Lipid Nanocarriers for Intracellular Delivery

2.1. Phagocytosis

This pathway predominantly relies on recognition and internalization of larger nanocarriers and pathogens. This pathway is characterized by three stepwise related events: 1) recognition of the nanocarriers by opsonization; 2) adhesion of opsonized nanocarriers onto the cell membrane; 3) ingestion of nanocarriers by the cells. For opsonization, various blood components such as proteins (immunoglubulins IgG, IgM), complement components (C3, C4, C5), blood serum proteins (including laminin, fibronectin, etc.) and others are adsorbed onto the nanocarrier surface. Post opsonization, the particles attach to the macrophage surface through Fc receptor (FcR) or complement receptors (CR) or other receptors such as mannose/ fructose and scavenger receptors (Sahay, Alakhova, & Kabanov, 2010).
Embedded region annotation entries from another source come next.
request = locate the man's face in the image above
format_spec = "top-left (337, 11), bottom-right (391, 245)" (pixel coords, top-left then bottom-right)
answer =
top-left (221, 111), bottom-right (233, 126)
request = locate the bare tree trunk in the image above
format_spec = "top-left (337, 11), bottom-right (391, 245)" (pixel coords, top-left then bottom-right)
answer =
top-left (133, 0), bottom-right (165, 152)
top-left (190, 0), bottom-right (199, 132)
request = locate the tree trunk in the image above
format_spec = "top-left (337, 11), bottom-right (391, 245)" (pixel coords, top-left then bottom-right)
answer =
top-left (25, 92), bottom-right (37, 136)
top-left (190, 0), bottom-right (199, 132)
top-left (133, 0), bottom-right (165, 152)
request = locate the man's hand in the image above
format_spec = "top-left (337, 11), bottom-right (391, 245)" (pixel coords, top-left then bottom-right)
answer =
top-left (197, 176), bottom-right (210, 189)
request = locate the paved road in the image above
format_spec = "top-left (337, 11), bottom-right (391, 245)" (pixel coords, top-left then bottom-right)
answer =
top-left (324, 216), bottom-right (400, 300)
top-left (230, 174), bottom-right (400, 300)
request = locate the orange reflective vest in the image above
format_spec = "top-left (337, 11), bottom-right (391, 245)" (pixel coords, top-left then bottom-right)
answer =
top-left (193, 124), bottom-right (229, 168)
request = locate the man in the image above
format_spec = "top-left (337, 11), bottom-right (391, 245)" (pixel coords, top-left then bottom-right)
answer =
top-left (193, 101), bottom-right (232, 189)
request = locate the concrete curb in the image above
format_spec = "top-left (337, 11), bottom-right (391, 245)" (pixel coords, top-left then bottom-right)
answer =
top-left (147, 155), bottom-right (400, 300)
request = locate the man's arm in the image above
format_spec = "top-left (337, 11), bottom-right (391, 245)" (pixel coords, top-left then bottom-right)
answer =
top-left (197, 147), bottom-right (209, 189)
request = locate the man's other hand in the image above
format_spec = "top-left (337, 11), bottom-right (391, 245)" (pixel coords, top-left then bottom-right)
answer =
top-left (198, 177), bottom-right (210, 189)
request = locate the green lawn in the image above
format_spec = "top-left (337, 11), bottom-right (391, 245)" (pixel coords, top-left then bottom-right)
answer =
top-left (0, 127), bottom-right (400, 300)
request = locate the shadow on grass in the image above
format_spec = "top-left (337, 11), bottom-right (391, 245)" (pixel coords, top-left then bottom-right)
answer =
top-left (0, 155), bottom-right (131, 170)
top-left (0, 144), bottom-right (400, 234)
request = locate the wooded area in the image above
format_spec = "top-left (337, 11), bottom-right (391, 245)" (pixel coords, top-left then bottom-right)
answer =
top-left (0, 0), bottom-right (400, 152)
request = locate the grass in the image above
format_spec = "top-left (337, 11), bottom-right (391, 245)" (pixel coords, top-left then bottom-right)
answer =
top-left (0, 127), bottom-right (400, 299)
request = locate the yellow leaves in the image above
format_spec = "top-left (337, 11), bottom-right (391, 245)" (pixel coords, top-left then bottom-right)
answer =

This receptor-ligand interaction results in actin rearrangement and formation of a phagosome (diameter of 0.5 µm-10 mm) which internalizes the nanocarriers in macrophages through attractive forces (i.e., van der Waals, electrostatic, ionic, hydrophobic/ hydrophilic) between the cells and nanoparticles surfaces (Yameen, Choi, Vilos, Swami, Shi, & Farokhzad, 2014). Thereafter, the phagosomes fuse with lysosomes, wherein the nanocarriers are destroyed by acidification and enzymolysis in the lysosomes (Kou, Sun, Zhai, & He, 2013). Although phagocytosis is a deterrent for site-specific targeting of intravenously administered nanocarriers, it has been exploited for targeting macrophages related infections e.g. liposomal and lipidic amphotericin B products (Ambisome, Abelcet and Amphocil) (Duncan & Richardson, 2012).